Fragmento
Hay
quien dice que el verano es, siempre, la época feliz de la vida. Lo
que debe de significar que el verano es, sobre todo, la estación de
la juventud. Por eso a mí, ahora, el verano me gusta poco. Cuando el
mundo se derrumba ―y
tú acaso con él―
el frío acompaña mejor. Te relaciona mejor con lo real. La pálida
luz del frío. La estación de la inteligencia y de la crítica
docta, el invierno. Pero en el verano (por qué no decirlo) estaba la
felicidad, chirriando. Una felicidad hecha especialmente de cuerpos
luminosos.
Son
muchas, en verano, las personas que presumen de irse de Madrid, pero
muchas menos las que realmente lo hacen. La mayoría apenas se van
una semana, como yo me iba una semana ―raramente
más―
a Palencia. Mis amigos, al contrario, se quedaban en Madrid. Unos con
leve protesta, la mayoría francamente a gusto. A veces, lo
reconozco, pensaba en viajes lejanos, y volvía de inmediato a la
realidad: no tenía dinero. ¿A qué decir otra cosa? Pero el verano
caliente u ocioso de Madrid estaba poblado de sorpresas y de una
perseverante voluntad erótica. Parecía que incluso quienes se iban
a veraneos ilustres (lejanías prestigiosas o esos desiertos lugares
de Almería como los entornos del Cabo de Gata) intentaban volver
pronto. Madrid imantaba. Al contrario que hoy, en que tantos
quisiéramos vivir fuera de la ciudad, castrada por un alcalde cutre,
clerical y sevillano.
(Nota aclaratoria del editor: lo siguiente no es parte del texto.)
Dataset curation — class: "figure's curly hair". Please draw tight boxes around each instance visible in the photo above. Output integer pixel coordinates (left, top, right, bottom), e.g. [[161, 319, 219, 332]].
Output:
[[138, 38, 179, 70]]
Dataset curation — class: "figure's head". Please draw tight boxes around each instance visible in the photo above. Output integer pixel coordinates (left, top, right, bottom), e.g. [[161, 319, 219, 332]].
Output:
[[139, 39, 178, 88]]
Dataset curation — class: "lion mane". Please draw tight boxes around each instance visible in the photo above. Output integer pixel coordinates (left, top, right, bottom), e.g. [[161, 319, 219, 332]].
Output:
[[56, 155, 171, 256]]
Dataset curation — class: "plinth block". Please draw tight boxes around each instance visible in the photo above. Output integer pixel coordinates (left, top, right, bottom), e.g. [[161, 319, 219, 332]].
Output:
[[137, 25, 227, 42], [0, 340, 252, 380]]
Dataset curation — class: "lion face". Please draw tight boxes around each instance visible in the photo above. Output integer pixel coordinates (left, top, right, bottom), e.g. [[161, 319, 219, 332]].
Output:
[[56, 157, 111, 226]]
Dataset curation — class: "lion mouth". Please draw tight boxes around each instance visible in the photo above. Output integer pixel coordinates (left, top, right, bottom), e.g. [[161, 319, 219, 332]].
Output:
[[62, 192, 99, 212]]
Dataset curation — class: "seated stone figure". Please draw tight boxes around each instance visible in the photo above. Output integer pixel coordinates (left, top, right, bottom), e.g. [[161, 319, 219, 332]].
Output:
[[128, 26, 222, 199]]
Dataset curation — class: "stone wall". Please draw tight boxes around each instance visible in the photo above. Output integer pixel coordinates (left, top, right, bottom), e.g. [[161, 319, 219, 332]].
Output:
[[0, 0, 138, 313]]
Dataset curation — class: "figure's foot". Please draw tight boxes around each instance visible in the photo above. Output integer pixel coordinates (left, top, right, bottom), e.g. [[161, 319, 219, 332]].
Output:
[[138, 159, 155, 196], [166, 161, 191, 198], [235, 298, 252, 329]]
Cuando pienso en aquel verano de Madrid
recuerdo siempre una película de Almodovar (para mí la mejor) que
se rodó un verano ―el
del 84, creo― y que
tiene como fondo (prescindiendo del tema) la seducción del verano,
su música, su hedonismo, su descarado afán de transgresión y
libertad, plasmado quizá más simbólicamente en la escena célebre
en que los barrenderos que riegan por la noche echan un fortísimo
chorro de agua a aquel transexual que interpretaba Carmen Maura,
espléndida, que recibía la ducha, en el sabroso calor nocturno,
como una eyaculación libertadora y jubilosa... El verano era
exactamente así: terrazas brillantes por la Castellana (entre Colón
y Cibeles, sobre todo) donde circulaba la cocaína, la extravagancia
y el afán de amistad, por lo menos hasta la siguiente madrugada...
Ése es el verano que se ve al fondo ―pero nítidamente― en La
ley del deseo. (…)
Luis
Antonio de Villena. “Madrid ha muerto”.1999, Planeta.